I have been wanting to dive into distributed systems for a while, but this year I decided to actually do something about it.

After spending quite a bit of time diving into systems papers in school, I’ve come to miss the kind of analysis and tradeoffs that reading a distributed system paper makes you consider. I’m hoping to turn this into a series of posts analyzing various systems, hopefully drawing some comparisons between them along the way. The first system to tackle is Chord1, which was first published at MIT and published at SIGCOMM in 2001.

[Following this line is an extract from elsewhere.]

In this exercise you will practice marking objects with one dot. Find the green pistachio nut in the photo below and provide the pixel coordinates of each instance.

Chord is a great system to dive into for a couple of reasons. First, the service that Chord delivers can be explained in just a couple of sentences. This lets us focus more on the implementation of that contract than what the system does or does not provide. Second, the design is actually quite simple. The decentralized design gives us just a few moving parts. The intuition behind the components is also quite elegant.

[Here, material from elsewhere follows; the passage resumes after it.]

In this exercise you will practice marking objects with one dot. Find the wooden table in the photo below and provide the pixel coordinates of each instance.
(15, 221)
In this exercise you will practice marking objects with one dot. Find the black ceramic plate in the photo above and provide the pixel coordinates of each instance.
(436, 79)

The Chord API is extremely simple. Our system provides a function `lookup(x)`

which returns the node which stores `x`

. The authors hint at ways in which you can bake replication into the system, but Chord largely ignores what data you store or how you store it.

Our goal is to provide an implementation of `lookup`

with the following properties:

**Scalability**: Thousands or tens of thousands of nodes should be able to join the system without slowing down lookups.**Fault-Tolerance**: Since our system consists of a large number of nodes, we should be able to tolerate a few nodes failing or being temporarily partitioned from the system. In practice, these failures are inevitable.**Decentralization**: This is more of a design decision than a hard requirement, but our design should consist entirely of equal nodes. There’s no primary node responsible for coordinating, which leaves us without a single point of failure.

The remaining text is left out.